Regression methods are some of the most popular and commonly
employed methods of statistical data analysis. Like most statistical
tools, regression methods are usually based on the assumption that
the analyzed data are precise and correct observations of the
variables of interest. In statistical practice, however, often only
incomplete or uncertain information about the data values is
available. In many cases, the incomplete or uncertain information
about the precise values of interest can be expressed by subsets of
the observation space. For example, interval-censored and rounded
data can be represented by intervals. As the representation by
subsets allows considering many different forms of uncertainty about
data within the same framework, this representation is adopted in my
thesis and set-valued observations of real-valued variables are
simply called imprecise data.
The aim of my PhD research was to find a regression method that provides reliable insights about the analyzed relationship, even if the variables are only imprecisely observed.
After a review of different approaches proposed in the literature, in my thesis, I present the likelihood-based approach to regression with imprecisely observed variables that we developed in Cattaneo and Wiencierz (2012) and that is named Likelihood-based Imprecise Regression (LIR). In the LIR framework, the regression problem is formalized as a decision problem whose actions are the possible regression functions, whose states are the considered probability distributions, and whose loss function is usually a characteristic of the residuals’ distribution. The LIR methodology consists in
determining likelihood-based confidence regions for the loss of the regression problem on the basis of imprecise data and in regarding the set of all regression functions that are not strictly dominated as the imprecise result of the regression analysis. The confidence
regions consist of the loss values associated with all probability measures that are (to a chosen degree) plausible in the light of the imprecise data, where the relative plausibility of the considered probability measures is measured by the likelihood function induced by the observations. Given the imprecise decision criteria, the Interval Dominance principle is applied to identify the set-valued result. Hence, a LIR analysis usually yields an imprecise result, which can be interpreted as a confidence set for the unknown regression function.

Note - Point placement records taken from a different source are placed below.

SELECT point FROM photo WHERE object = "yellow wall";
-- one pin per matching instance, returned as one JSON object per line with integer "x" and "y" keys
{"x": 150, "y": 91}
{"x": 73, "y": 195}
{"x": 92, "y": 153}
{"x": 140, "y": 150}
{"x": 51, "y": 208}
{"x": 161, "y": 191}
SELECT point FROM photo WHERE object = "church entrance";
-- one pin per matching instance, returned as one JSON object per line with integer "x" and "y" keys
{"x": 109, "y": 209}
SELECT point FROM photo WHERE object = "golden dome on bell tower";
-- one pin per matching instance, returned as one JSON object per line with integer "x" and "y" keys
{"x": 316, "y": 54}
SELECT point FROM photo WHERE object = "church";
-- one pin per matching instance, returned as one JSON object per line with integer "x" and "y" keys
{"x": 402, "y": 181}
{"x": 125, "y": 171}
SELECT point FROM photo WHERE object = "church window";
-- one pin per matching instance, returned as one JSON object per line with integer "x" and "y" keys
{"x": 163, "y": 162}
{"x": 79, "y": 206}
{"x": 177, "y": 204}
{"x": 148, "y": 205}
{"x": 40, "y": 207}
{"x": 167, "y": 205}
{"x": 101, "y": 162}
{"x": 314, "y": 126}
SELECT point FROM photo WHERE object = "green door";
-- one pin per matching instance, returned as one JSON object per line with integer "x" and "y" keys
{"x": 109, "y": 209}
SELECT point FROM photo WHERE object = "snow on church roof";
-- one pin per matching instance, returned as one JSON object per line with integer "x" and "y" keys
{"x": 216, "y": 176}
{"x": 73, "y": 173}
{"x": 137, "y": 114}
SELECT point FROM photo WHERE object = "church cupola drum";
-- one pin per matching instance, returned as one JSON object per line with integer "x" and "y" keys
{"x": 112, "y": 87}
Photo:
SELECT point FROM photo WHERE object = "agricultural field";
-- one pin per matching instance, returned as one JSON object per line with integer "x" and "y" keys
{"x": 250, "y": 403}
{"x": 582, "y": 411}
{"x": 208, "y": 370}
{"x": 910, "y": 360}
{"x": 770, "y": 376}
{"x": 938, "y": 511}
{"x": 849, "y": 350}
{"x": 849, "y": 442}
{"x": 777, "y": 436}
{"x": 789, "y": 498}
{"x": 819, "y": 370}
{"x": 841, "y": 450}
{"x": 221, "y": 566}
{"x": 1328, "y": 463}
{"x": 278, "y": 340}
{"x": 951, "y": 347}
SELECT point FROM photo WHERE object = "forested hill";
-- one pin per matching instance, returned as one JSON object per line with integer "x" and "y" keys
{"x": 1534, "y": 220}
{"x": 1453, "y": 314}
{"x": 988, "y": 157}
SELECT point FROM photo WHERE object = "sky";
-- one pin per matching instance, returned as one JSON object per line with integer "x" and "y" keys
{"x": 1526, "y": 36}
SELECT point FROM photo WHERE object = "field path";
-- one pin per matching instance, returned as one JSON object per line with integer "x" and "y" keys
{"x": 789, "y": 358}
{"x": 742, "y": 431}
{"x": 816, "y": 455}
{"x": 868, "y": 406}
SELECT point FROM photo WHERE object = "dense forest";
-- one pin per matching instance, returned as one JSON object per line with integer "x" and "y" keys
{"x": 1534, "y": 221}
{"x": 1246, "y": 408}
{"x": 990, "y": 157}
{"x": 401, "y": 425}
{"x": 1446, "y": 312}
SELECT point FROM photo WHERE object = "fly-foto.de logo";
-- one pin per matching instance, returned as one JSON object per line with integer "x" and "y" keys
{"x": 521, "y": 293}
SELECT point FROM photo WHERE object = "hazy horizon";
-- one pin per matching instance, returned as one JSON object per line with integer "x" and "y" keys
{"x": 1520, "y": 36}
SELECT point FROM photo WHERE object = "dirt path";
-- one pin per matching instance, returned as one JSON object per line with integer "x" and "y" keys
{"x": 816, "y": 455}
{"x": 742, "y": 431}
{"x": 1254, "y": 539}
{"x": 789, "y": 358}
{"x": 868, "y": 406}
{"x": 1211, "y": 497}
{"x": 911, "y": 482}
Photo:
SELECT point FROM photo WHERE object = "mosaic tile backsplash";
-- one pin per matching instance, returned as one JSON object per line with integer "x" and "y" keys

From the general LIR methodology, a robust regression method was derived in Cattaneo and Wiencierz (2012), where quantiles of the residuals’ distribution are considered as loss. Furthermore, an exact algorithm to implement this regression method for the special case of simple linear regression with interval data was developed in Cattaneo and Wiencierz (2013) and implemented in an R package (Wiencierz, 2012). In my thesis, I present and discuss these in detail. Moreover, I study several statistical properties of the robust LIR method. It turns out that this LIR method is robust in terms of a high breakdown point and that it yields highly reliable results in the sense that the coverage probability of the resulting set of regression functions seems to be generally rather high.

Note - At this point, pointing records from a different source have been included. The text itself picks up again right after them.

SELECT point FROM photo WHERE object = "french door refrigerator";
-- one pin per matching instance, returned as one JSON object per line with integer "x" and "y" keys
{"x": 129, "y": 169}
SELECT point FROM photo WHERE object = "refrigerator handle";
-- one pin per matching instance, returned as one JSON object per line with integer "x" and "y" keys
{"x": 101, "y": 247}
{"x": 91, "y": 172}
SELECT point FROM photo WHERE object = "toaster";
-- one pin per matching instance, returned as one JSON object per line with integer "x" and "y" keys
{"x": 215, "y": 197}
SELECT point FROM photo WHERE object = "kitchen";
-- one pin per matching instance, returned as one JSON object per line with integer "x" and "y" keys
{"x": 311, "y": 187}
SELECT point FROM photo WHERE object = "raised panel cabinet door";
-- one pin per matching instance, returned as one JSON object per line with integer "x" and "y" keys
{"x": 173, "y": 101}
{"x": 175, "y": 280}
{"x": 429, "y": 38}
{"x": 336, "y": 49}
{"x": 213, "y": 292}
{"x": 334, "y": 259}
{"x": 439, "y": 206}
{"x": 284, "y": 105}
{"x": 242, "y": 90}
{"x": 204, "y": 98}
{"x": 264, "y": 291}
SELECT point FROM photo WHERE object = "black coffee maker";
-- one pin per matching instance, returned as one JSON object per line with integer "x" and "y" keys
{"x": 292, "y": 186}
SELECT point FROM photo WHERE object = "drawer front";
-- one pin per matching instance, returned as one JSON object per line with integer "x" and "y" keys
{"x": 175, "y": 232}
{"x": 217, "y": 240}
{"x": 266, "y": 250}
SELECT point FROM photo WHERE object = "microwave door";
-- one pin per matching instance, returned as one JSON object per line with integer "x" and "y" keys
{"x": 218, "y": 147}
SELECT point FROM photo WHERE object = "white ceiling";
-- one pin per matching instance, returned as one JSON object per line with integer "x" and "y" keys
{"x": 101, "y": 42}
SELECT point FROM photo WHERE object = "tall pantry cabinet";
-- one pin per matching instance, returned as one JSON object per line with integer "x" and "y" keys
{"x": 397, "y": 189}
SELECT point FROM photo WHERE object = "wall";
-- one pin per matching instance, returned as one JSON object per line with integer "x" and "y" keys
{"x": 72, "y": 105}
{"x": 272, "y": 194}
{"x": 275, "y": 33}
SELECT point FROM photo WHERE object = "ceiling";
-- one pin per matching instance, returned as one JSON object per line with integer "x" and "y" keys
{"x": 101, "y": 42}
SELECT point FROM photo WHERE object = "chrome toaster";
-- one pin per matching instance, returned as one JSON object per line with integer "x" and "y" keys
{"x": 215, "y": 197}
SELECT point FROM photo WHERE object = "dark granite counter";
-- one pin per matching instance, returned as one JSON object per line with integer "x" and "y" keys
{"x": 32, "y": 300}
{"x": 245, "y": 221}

In addition to the robust LIR method, I also investigate an alternative approach that was proposed in Utkin and Coolen (2011). This approach generalizes Support Vector Regression (SVR) to situations where the response variable is imprecisely observed. It
consists in applying a Minimin or a Minimax rule to the imprecise maximum likelihood estimates of the loss values associated with the regression functions, and in both cases yields a precise regression estimate. The set-valued decision criteria here consist of the loss values associated with all marginal probability distributions of the unobserved precise data that are compatible with the empirical distribution of the imprecise data. After discussing this approach in detail, I develop an alternative adaptation of SVR to this
situation by following the LIR approach, which further generalizes these methods. In contrast to the Minimin and Minimax methods, the LIR method for SVR usually yields a set-valued result, which appears to be more appropriate when dealing with imprecise data. Moreover, the LIR framework has the advantage that it allows reflecting the data imprecision and accounting for statistical uncertainty at the same time, since both types of uncertainty are expressed by the extent of the set-valued result of the regression analysis.
Finally, I apply the different regression methods to two practical data sets from the contexts of social sciences and winemaking, respectively. In both cases, the LIR analyses provide very cautious inferences.
- M. Cattaneo and A. Wiencierz (2012). Likelihood-based Imprecise Regression. International Journal of Approximate Reasoning 53, 1137-1154.
- M. Cattaneo and A. Wiencierz (2013). On the implementation of LIR: the case of simple linear regression with interval data. Computational Statistics, in press.
- L. V. Utkin and F. P. A. Coolen (2011). Interval-valued Regression and Classification Models in the Framework of Machine Learning. Proceedings of the 7th International Symposium on Imprecise Probability: Theories and Applications. SIPTA. pp. 371-380.
- A. Wiencierz (2012). linLIR: linear Likelihood-based Imprecise Regression. R-package.
About the author:
Andrea Wiencierz works in the Working Group Methodological Foundations of Statistics and their Applications at the Department of Statistics of the LMU Munich, Germany, where she defended her PhD thesis on December 13, 2013.